- Wnosimy o objęcie pracami projektowymi i dalszym wykonaniem całej ulicy Opławiec od ulicy Koronowskiej do końca, pod las - mówi mieszkaniec Opławca.
To właśnie on i między innymi radny miasta Bogdan Dzakanowski uczestniczyli w spotkaniu z prezydentem Rafałem Bruskim, które odbyło się w piątek w bydgoskim ratuszu. Prezydentowi wręczono petycję z ponad dwoma tysiącami podpisów mieszkańców Opławca.
Petycje to jedyne wyjście?
Rozmowa, jak zapewnia mieszkaniec, przebiegła w dobrej atmosferze. - Po owocnym spotkaniu, które napawa nas nadzieją na rozwiązanie naszego problemu, liczymy, iż Zarząd Dróg Miejskich i Komunikacji Publicznej, wraz z osobami decyzyjnymi, rozważą rozsądne i zgodne z budżetem miasta rozwiązanie - mówi.
To nie pierwszy raz, kiedy mieszkańcy tego właśnie osiedla zwracają się do władz miasta z apelem o remont dróg. Poprzednio petycję, pod którą podpisało się prawie dwa tysiące mieszkańców, złożyli w sierpniu.

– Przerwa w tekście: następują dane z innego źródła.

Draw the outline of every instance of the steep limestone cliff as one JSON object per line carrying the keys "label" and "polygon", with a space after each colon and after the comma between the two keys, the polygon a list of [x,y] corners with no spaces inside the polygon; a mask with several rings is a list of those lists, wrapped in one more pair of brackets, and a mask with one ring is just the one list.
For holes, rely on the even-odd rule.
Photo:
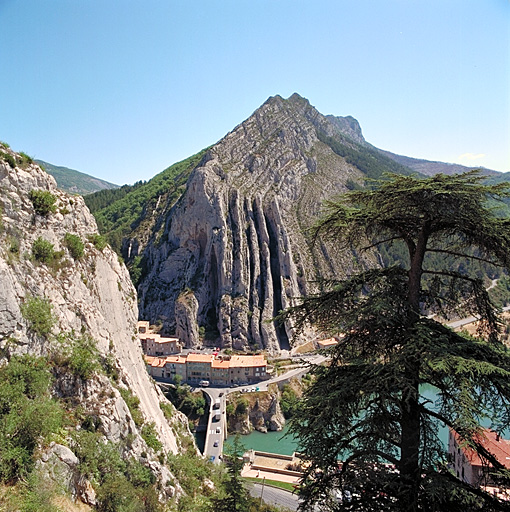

Mieszkańcy zwracają uwagę na to, że w związku z obecnie obowiązującymi w Bydgoszczy przepisami, nie mają szansy konkurować z innymi osiedlami, których drogi są remontowane. Chodzi o kryterium liczby użytkowników danej drogi. W pierwszej kolejności może zostać poprawiony stan tych ulic, które obsługują najwięcej mieszkańców.
- W planach miasta nasz obszar jest określany, jako strefa osiedla rezydencjalnego, z działkami o powierzchni 2 tys. metrów kwadratowych - mówi jeden z mieszkańców. - To oznacza, że nigdy nie będziemy w stanie skutecznie zabiegać o to, by dostrzeżono nas. Przecież siłą rzeczy, w rejonach, gdzie zabudowa jest gęstsza, gdzie są budynki wielorodzinne, mieszka więcej ludzi. Stąd właśnie ta petycja.
Poprzednia petycja okazała się skuteczna, bo w budżecie na 2024 rok zabezpieczono pieniądze na remont ulicy Opławiec od skrzyżowania z Biwakową do Koronowskiej. Teraz mieszkańcy chcą, by wybudować też dalszy odcinek, który obecnie jest drogą gruntową.